Related papers: PaCA: Partial Connection Adaptation for Efficient Fine-Tuning

PaCA: Partial Connection Adaptation for Efficient Fine-Tuning

URL: http://arxiv.org/abs/2503.01905v2
Date: Tue, 11 Mar 2025 15:24:13 GMT
Title: PaCA: Partial Connection Adaptation for Efficient Fine-Tuning
Authors: Sunghyeon Woo, Sol Namkung, Sunwoo Lee, Inho Jeong, Beomseok Kim, Dongsuk Jeon,
Abstract summary: We propose PaCA, which fine-tunes randomly selected partial connections within the pretrained weights instead of introducing adapter layers in the model.<n>Compared to LoRA, PaCA reduces training time by 22% and total memory usage by 16%, while maintaining comparable accuracy across various fine-tuning scenarios.
Score: 11.379377511067732
License: http://creativecommons.org/licenses/by-nc-sa/4.0/
Abstract: Prior parameter-efficient fine-tuning (PEFT) algorithms reduce memory usage and computational costs of fine-tuning large neural network models by training only a few additional adapter parameters, rather than the entire model.

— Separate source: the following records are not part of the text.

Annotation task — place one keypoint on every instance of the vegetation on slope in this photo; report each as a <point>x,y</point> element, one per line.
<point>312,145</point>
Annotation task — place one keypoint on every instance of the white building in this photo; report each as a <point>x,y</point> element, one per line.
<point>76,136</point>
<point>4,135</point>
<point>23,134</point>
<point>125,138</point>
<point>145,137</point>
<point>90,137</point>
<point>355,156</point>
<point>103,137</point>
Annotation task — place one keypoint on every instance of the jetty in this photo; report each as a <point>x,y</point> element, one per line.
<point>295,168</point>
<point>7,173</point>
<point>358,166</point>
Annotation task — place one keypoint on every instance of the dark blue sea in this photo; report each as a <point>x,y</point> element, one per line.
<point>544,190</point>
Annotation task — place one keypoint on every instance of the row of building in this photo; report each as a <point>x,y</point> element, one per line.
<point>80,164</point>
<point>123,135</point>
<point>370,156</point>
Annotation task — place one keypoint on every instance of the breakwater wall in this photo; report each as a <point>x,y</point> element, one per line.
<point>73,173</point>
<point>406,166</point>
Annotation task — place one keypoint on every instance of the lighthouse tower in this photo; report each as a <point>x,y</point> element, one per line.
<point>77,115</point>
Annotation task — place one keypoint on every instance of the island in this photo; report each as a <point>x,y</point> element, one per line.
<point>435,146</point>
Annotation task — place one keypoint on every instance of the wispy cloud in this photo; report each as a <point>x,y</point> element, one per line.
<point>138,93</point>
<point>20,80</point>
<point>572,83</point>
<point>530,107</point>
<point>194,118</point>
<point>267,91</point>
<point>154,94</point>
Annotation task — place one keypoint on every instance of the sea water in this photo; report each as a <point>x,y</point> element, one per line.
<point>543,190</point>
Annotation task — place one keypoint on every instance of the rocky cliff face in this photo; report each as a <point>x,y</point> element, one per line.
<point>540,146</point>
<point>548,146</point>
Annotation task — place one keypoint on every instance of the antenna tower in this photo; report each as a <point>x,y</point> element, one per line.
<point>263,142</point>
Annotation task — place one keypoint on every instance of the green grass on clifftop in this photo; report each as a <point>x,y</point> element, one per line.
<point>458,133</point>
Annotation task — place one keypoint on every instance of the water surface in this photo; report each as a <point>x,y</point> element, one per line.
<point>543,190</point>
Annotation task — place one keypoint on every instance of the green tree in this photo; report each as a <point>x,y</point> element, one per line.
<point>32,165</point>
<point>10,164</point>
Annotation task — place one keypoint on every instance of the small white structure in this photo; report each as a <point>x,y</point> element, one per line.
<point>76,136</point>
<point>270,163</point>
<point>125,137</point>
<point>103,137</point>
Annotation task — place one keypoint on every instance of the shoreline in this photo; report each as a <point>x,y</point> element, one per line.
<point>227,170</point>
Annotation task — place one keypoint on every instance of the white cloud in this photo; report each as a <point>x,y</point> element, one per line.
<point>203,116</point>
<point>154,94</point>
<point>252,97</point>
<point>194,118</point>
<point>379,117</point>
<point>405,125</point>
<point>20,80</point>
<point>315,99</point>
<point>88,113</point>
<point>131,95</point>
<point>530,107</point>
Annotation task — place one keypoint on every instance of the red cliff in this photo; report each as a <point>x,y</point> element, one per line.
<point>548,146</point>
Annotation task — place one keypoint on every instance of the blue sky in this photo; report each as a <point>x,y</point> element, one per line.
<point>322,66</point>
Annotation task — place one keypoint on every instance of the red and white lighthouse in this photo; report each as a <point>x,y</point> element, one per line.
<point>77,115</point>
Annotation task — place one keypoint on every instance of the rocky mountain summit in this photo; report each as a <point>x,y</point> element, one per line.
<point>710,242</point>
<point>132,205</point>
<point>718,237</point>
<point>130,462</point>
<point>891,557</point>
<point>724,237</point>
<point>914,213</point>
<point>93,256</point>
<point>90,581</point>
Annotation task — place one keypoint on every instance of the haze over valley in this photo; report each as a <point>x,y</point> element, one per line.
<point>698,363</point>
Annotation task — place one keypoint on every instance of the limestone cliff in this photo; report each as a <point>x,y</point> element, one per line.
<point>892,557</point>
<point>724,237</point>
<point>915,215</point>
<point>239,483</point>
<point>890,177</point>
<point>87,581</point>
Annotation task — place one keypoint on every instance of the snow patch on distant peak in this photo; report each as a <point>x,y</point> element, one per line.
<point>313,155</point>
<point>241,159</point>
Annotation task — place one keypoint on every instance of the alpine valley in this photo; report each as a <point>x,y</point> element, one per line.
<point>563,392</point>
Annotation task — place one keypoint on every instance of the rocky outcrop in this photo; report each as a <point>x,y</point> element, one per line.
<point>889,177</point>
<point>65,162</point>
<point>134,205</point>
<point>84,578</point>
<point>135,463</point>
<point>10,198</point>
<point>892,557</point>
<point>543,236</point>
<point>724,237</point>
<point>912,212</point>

However, the reduction in computational costs due to PEFT does not necessarily translate to a reduction in training time; although the computational costs of the adapter layers are much smaller than the pretrained layers, it is well known that those two types of layers are processed sequentially on GPUs, resulting in significant latency overhead. LoRA and its variants merge low-rank adapter matrices with pretrained weights during inference to avoid latency overhead, but during training, the pretrained weights remain frozen while the adapter matrices are continuously updated, preventing such merging. To mitigate this issue, we propose Partial Connection Adaptation (PaCA), which fine-tunes randomly selected partial connections within the pretrained weights instead of introducing adapter layers in the model. PaCA not only enhances training speed by eliminating the time overhead due to the sequential processing of the adapter and pretrained layers but also reduces activation memory since only partial activations, rather than full activations, need to be stored for gradient computation. Compared to LoRA, PaCA reduces training time by 22% and total memory usage by 16%, while maintaining comparable accuracy across various fine-tuning scenarios, such as fine-tuning on the MMLU dataset and instruction tuning on the Oasst1 dataset. PaCA can also be combined with quantization, enabling the fine-tuning of large models such as LLaMA3.1-70B. In addition, PaCA enables training with 23% longer sequence and improves throughput by 16% on both NVIDIA A100 GPU and INTEL Gaudi2 HPU compared to LoRA. The code is available at https://github.com/WooSunghyeon/paca.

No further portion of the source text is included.